Records and Tuples aim to be usable and understood with external typesystem supersets such as TypeScript or Flow.

  • Explainer¹ (minimally containing user needs and example code): https://github.com/tc39/proposal-record-tuple/blob/master/README.md
  • Security and Privacy self-review²: The answer to all questions is "does not apply" - there is no known security-related issues so far with this proposal as this proposal does not expose any observable lifetime of those structures
  • GitHub repo (if you prefer feedback filed there): https://github.com/tc39/proposal-record-tuple
  • Primary contacts (and their relationship to the specification):
    • Rick Button (@rickbutton), author & co-champion, @bloomberg
    • Robin Ricard (@rricard), author & co-champion, @bloomberg
    • Daniel Ehrenberg (@littledan), advisor, @igalia
    • Robert Palmer (@robpalme), Bloomberg/TC39 standards coordinator @bloomberg
  • Organization/project driving the design: @bloomberg
  • External status/issue trackers for this feature (publicly visible, e.g. Chrome Status): None

Further details:

  • I have reviewed the TAG's API Design Principles
  • The group where the incubation/design work on this is being done (or is intended to be done in the future): @tc39
  • The group where standardization of this work is intended to be done ("unknown" if not known): @tc39
  • Existing major pieces of multi-stakeholder review or discussion of this design: TC39 Stage 1 consensus in October 2019; planning to ask for Stage 2 in July
  • Major unresolved issues with or opposition to this design:
    • JS developers seem excited about Records and Tuples; haven't heard widespread opposition overall
    • Should Record wrapper objects have a null prototype? #71. (Current proposal: yes)
    • How should === on Records and Tuples behave with floating point #65 (Current proposal: Records and Tuples are ==/=== if their contents are completely identical)
    • How can Records and Tuples point to objects? (Current proposal: to start, rely on solutions in JS; considering various approaches in a follow-on proposal <point to FAQ entry>)
    • How can entries in Records and Tuples be updated (Current proposal: See idioms in <FAQ entry>, potential follow-on proposal for deep updates https://github.com/rickbutton/proposal-record-deep-spread in development)
    • Minor: Name clashes with ECMA262 and WebIDL internal concepts of "record" (Current proposal: rename the ECMA262 and WebIDL concepts)
  • This work is being funded by: @bloomberg

You should also know that...

We are interested where you would think that Record and Tuple would be a good fit for Web APIs and what work and/or precisions you'd need from us to use it. Please note that at the moment we do not have a way to create something analoguous to classes in that proposal. THis is being considered as a potential follow-on proposal.

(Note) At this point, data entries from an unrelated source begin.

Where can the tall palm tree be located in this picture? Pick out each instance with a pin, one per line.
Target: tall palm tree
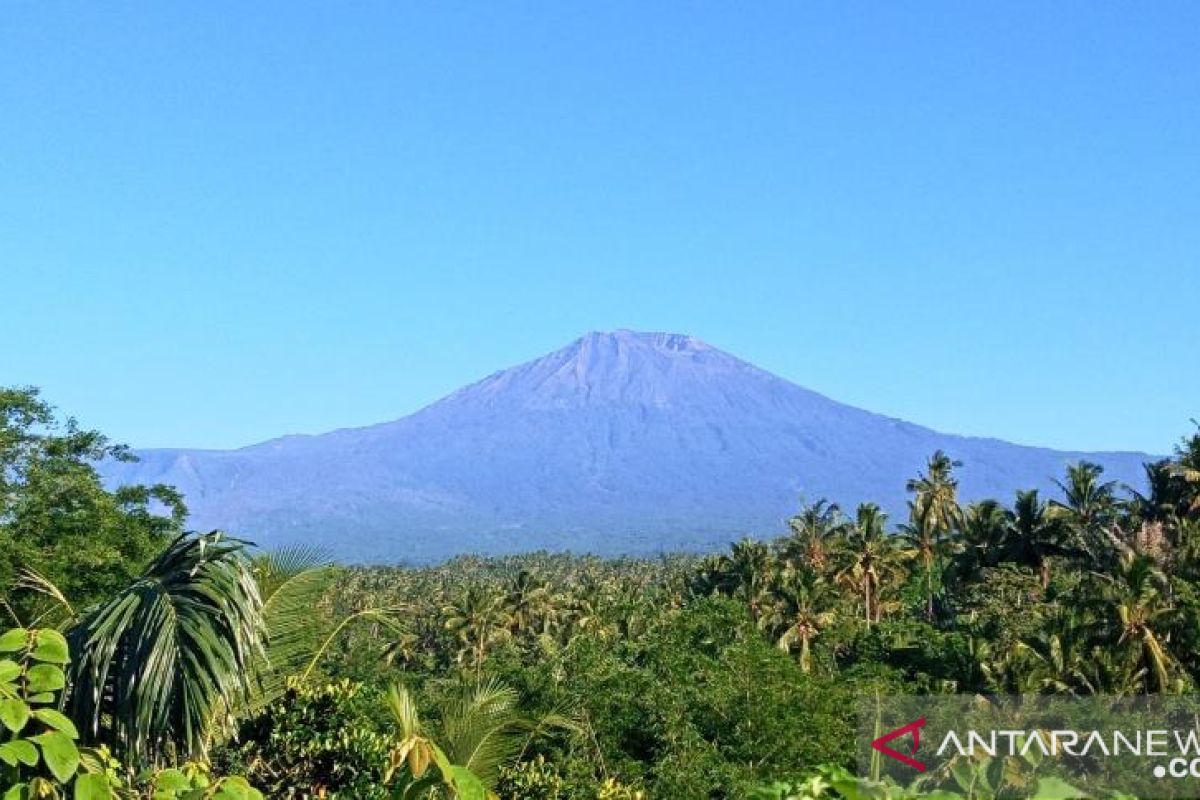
(527, 603)
(751, 565)
(1036, 535)
(1087, 507)
(154, 665)
(804, 605)
(923, 546)
(869, 558)
(1187, 468)
(477, 619)
(1145, 617)
(813, 530)
(292, 583)
(937, 493)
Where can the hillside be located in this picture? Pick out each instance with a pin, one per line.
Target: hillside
(618, 443)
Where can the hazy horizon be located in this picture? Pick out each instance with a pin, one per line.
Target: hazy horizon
(979, 218)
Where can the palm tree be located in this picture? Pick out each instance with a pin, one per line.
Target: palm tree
(1187, 468)
(292, 583)
(937, 493)
(804, 605)
(750, 564)
(923, 546)
(1145, 618)
(479, 733)
(1087, 507)
(869, 558)
(813, 530)
(477, 620)
(1036, 535)
(527, 603)
(1059, 659)
(155, 663)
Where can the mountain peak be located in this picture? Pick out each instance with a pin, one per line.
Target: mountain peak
(654, 340)
(622, 441)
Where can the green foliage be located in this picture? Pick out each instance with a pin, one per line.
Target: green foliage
(165, 655)
(557, 677)
(313, 739)
(59, 521)
(40, 756)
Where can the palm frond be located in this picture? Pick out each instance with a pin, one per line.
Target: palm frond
(60, 612)
(292, 583)
(154, 665)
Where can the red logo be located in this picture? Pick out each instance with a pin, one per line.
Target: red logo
(881, 744)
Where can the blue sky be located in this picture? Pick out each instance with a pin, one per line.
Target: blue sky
(223, 222)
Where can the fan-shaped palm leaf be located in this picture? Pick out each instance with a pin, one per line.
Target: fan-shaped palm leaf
(154, 665)
(292, 583)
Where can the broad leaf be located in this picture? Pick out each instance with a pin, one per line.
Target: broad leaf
(60, 753)
(18, 751)
(51, 647)
(94, 787)
(45, 678)
(13, 641)
(58, 721)
(13, 714)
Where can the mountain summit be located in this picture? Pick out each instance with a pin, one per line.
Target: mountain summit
(619, 443)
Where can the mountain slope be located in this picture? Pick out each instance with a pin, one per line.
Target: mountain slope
(619, 443)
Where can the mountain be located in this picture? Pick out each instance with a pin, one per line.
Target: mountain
(619, 443)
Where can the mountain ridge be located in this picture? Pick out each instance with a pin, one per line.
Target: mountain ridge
(621, 441)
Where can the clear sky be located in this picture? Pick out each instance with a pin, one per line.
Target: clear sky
(223, 222)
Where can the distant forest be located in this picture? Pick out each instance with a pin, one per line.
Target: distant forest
(145, 661)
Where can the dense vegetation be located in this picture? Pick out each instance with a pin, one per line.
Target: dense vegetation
(186, 657)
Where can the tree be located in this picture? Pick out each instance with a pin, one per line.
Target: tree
(1143, 619)
(751, 565)
(160, 659)
(478, 621)
(813, 530)
(1187, 467)
(869, 558)
(937, 493)
(804, 605)
(55, 516)
(924, 546)
(1087, 507)
(527, 603)
(1036, 535)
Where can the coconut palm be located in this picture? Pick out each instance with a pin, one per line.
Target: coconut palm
(923, 546)
(804, 605)
(751, 565)
(527, 605)
(477, 620)
(292, 583)
(1187, 467)
(1036, 535)
(478, 734)
(1144, 618)
(813, 531)
(154, 665)
(869, 558)
(1087, 507)
(937, 493)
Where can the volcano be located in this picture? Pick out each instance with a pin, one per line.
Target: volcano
(621, 443)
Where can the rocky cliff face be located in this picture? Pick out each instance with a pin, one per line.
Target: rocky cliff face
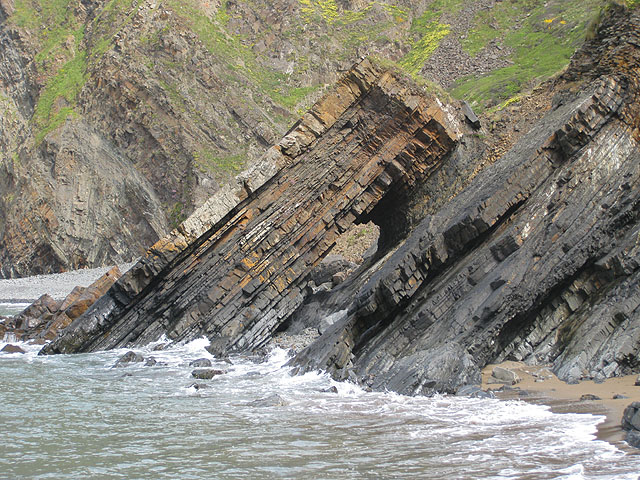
(236, 275)
(120, 118)
(536, 259)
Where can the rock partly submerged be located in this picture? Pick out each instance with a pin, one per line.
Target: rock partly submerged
(537, 259)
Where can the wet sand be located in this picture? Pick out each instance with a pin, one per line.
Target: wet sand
(541, 386)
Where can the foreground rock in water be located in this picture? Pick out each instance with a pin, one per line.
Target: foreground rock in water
(237, 268)
(537, 259)
(631, 424)
(45, 318)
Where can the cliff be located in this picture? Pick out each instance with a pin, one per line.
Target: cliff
(235, 274)
(120, 118)
(535, 259)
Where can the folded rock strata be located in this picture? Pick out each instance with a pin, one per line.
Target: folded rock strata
(236, 269)
(536, 260)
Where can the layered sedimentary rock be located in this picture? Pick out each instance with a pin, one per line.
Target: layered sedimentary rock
(536, 260)
(237, 268)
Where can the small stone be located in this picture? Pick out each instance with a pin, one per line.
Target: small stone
(206, 373)
(12, 349)
(504, 375)
(274, 400)
(589, 397)
(127, 358)
(631, 417)
(200, 362)
(199, 386)
(474, 391)
(332, 389)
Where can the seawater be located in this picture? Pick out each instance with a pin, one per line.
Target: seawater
(76, 417)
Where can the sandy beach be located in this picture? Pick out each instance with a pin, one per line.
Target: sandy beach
(539, 385)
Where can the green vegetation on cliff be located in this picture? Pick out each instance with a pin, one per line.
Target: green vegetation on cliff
(542, 36)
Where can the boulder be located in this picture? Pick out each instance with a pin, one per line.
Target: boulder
(274, 400)
(631, 423)
(199, 386)
(589, 397)
(206, 373)
(9, 348)
(504, 375)
(200, 363)
(329, 267)
(127, 358)
(45, 318)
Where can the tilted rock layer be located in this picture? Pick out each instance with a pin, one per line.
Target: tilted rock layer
(121, 117)
(537, 259)
(236, 274)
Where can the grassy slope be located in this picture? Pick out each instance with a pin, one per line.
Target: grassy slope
(542, 37)
(541, 34)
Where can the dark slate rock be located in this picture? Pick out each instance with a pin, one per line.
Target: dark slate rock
(127, 358)
(206, 373)
(200, 363)
(470, 115)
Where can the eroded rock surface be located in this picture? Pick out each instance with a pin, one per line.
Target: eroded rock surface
(236, 269)
(536, 260)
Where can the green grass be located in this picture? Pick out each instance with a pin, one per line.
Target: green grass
(543, 39)
(220, 166)
(65, 84)
(420, 52)
(63, 55)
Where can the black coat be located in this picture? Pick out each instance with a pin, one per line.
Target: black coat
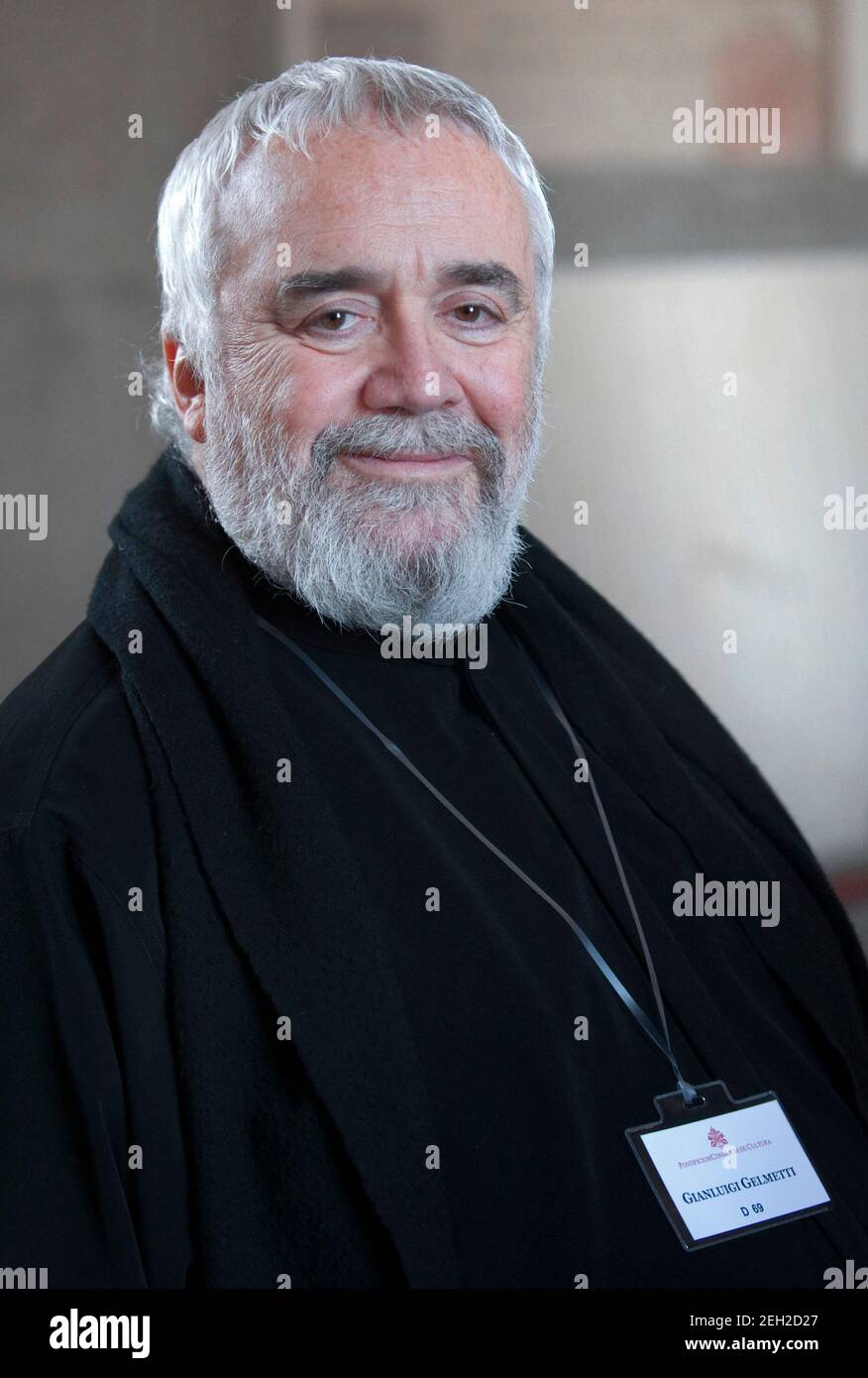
(155, 1023)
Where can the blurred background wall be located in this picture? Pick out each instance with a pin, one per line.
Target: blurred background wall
(707, 381)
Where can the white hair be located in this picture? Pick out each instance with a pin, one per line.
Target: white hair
(309, 98)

We'd prefer the TAG provide feedback as:

🐛 open issues in our GitHub repo for each point of feedback

Discussions

2020-06-15

Minutes

Tess: before this was raised as a design review with us, I raised this with idl and webidl... Both of those are being looked at. I think that's going fine. It will may result in one of them being renamed. If you have a webidl interface that accepts a webidl record, one of these ECMAScript records would work - so that might be fine. Overall I think it's great.

Ken: Yeah. I agree, looks great. At some point, spec authors would want to know what to use in their specs.

Tess: I think the open issues on webidl will cover that.

Ken: maybe we should update the design principle.

Tess: a lot of good browser vendor representation in TC39 but it's often people not as familiar with webidl.

Dan: can we close this?

Ken: I think we need to right a good answer to them.